"Darling Joanna!" she shrieked. "Puffles, wicked, wicked boy, be quiet! Isn't this an invasion? But my Lewis did so want—I shall smack 'oo if 'oo isn't quiet directly. Do you mind this little brown boy, who goes everywhere with his mammy? I knew you'd love him if you saw him—but such a noise!
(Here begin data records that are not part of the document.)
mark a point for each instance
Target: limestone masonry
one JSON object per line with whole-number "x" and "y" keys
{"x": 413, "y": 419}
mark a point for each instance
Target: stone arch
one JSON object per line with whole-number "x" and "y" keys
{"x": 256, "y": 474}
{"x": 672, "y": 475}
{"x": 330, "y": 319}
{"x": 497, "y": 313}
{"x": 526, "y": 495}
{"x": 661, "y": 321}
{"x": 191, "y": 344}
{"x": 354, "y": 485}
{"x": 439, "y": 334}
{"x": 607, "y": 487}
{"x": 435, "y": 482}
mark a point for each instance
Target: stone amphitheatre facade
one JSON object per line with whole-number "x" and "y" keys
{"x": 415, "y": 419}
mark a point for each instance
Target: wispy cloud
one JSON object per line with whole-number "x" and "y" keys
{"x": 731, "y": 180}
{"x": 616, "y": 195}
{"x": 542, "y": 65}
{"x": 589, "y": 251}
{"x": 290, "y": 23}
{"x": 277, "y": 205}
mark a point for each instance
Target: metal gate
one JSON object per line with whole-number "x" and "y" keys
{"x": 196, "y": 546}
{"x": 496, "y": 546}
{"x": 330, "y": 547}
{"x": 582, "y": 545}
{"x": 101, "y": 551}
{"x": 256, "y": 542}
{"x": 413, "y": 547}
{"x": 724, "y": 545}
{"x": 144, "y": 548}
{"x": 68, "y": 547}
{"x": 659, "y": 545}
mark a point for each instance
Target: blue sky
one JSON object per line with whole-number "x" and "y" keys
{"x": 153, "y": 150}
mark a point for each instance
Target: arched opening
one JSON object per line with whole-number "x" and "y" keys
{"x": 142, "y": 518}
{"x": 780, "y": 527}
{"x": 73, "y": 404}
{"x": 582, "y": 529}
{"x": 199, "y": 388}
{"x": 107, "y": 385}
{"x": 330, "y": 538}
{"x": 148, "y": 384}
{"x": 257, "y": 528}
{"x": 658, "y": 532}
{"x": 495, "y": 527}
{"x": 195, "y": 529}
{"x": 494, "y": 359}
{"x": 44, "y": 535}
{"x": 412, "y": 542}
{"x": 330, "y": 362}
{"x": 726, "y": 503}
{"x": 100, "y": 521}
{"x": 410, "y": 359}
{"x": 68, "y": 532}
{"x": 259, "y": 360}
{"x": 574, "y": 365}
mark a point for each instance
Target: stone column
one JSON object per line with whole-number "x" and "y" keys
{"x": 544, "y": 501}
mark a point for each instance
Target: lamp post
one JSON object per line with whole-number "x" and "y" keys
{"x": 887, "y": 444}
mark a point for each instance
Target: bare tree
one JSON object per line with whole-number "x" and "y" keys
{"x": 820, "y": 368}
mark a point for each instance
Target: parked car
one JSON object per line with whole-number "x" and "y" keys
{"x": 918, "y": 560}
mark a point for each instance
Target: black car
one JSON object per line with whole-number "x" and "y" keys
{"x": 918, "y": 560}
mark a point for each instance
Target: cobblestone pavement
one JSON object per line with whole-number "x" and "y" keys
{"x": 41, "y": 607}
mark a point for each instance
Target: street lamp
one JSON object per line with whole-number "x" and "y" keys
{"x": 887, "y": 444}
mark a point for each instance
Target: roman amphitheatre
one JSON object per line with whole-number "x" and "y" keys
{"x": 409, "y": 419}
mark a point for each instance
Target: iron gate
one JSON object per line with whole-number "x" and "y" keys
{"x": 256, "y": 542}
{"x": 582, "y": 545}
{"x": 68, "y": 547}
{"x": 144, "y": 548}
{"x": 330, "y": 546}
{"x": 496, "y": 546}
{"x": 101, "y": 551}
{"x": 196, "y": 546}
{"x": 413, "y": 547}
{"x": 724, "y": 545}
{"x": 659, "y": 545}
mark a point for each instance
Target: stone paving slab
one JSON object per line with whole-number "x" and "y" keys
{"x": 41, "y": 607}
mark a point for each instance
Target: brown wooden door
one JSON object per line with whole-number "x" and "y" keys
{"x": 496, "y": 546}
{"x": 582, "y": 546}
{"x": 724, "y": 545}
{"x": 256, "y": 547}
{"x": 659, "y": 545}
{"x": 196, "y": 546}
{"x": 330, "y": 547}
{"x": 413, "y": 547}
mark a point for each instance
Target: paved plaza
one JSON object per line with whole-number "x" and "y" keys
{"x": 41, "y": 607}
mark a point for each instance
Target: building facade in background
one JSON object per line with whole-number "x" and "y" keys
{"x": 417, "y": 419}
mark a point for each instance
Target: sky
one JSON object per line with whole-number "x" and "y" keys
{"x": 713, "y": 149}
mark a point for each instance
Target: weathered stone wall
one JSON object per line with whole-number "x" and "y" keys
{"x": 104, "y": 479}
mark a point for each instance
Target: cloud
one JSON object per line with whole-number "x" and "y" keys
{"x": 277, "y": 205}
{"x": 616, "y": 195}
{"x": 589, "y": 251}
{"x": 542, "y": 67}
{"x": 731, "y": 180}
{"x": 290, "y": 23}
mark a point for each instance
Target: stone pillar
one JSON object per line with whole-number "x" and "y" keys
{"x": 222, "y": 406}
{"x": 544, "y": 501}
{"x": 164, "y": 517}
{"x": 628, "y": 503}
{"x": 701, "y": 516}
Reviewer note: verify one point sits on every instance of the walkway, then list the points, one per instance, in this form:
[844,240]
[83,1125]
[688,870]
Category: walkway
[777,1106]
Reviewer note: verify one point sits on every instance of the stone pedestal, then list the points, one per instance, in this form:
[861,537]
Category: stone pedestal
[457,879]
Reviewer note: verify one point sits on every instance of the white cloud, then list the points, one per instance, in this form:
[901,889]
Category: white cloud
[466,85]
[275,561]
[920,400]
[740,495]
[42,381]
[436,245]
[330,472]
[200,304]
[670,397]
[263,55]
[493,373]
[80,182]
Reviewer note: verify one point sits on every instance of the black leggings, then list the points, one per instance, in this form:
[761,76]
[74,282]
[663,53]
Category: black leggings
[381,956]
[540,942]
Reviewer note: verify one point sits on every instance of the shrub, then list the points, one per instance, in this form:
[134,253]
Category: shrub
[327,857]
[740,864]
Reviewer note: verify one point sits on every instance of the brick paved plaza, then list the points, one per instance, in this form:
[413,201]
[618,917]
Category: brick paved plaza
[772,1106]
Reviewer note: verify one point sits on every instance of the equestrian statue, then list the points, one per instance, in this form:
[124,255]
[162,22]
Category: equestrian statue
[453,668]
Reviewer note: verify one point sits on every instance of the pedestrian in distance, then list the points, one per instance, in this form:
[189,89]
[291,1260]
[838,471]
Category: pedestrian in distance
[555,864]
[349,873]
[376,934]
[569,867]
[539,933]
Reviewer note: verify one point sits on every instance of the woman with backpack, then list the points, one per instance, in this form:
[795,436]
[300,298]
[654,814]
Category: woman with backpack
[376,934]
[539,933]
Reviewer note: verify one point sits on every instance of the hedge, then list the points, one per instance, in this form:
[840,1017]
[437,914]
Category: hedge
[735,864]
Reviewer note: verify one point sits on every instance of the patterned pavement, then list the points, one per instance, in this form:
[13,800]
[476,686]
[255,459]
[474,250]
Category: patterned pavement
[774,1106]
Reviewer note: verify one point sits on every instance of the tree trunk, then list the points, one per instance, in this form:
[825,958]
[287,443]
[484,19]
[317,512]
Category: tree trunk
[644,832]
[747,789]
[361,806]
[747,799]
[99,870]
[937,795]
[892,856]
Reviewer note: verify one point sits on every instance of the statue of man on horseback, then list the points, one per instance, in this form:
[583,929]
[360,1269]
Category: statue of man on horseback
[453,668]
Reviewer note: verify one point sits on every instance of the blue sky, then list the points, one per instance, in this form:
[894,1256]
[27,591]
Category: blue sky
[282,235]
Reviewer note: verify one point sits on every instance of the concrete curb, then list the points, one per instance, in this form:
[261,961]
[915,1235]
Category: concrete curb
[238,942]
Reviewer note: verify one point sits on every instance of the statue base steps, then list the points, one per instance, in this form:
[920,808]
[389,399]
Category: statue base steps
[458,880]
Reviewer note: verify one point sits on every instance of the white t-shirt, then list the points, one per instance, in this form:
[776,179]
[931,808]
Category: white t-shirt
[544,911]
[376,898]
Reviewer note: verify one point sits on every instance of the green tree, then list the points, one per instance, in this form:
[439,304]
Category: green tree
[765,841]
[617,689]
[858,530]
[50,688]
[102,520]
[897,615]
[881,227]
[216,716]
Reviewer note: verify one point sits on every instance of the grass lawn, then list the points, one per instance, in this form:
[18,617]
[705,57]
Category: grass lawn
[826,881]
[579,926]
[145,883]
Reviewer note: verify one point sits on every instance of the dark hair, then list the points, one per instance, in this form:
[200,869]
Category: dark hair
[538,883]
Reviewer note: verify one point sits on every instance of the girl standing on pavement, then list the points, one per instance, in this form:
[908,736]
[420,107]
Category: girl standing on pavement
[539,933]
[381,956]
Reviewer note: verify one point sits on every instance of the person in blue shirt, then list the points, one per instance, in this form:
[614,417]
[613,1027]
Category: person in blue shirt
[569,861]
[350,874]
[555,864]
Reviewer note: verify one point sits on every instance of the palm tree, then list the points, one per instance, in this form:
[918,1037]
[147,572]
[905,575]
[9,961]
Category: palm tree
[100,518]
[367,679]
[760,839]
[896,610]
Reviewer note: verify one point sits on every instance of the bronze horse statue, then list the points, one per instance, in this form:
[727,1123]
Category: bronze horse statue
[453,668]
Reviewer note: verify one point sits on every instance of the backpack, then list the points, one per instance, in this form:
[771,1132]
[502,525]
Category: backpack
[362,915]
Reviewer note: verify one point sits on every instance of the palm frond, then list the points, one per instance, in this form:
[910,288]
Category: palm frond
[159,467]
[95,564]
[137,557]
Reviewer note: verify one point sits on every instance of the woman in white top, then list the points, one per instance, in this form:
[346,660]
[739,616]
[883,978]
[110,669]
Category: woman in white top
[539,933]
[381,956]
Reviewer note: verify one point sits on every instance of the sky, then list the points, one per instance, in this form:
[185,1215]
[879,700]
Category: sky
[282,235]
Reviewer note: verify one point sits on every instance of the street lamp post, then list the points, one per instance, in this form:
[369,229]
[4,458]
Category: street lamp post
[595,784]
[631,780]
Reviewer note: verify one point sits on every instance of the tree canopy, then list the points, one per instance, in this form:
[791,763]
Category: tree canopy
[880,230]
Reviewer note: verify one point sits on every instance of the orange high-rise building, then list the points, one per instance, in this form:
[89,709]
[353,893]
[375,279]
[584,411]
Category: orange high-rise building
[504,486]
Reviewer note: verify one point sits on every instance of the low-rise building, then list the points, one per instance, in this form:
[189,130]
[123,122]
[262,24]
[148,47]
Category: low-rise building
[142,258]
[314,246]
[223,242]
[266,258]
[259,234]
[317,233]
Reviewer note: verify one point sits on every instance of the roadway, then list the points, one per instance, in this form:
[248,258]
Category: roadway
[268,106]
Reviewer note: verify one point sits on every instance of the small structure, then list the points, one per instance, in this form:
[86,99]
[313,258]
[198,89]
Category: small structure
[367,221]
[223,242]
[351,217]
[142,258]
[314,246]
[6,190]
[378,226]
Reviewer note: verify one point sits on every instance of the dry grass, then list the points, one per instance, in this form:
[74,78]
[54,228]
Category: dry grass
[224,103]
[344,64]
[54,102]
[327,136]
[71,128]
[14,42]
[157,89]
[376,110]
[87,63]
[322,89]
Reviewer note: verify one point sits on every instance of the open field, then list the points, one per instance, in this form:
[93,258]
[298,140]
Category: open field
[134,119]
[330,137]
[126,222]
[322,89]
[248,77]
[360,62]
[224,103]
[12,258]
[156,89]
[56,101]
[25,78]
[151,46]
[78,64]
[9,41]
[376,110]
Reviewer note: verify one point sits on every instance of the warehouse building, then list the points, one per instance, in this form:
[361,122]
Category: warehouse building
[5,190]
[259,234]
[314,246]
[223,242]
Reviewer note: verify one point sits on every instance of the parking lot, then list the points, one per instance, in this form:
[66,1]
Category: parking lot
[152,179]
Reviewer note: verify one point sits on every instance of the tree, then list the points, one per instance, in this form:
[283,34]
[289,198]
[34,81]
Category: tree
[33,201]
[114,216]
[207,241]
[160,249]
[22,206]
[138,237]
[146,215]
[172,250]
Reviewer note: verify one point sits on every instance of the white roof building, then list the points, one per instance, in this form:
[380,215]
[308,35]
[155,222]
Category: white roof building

Lewis, tell this naughty Puff his mother can't hear herself speak."

"Down, sir!" said Lewis, in tones which might have quelled a mastiff with hydrophobia.

Puff waddled for refuge to his mistress, who immediately gathered him on to her lap as she sank on to the sofa.

"Did 'oo daddy speak in a big rough voice, and frighten the poor little manikin?" she inquired solicitously. "Isn't he rather twee, Joanna?"

"I've not seen it before," said Joanna, in tones more civil than enthusiastic.

"It!" screamed Lesbia. "She calls 'oo it, my Puffles! as though he wasn't the sweetest little brown boy in the whole world. It! You've hurt his little feelings too dreadfully, my dear—look at him sulking!"

Puff had composed himself into a sort of dribbling torpor.

"That dog doesn't get enough exercise," said Major Willoughby suddenly, fixing his eyes upon his hostess.

"Surely it—he—is too small to require a great deal," said Lady Vivian languidly. Lap-dogs bored her very much indeed, and she turned away her eyes after taking one rather disgusted look at the recumbent Puff through her eyeglasses.

"Train up a dog in the way it should go. Now, this little fellah—you'd hardly believe it, Lady Vivian, if I were to tell you the difference in him after he's had a good run over the Common."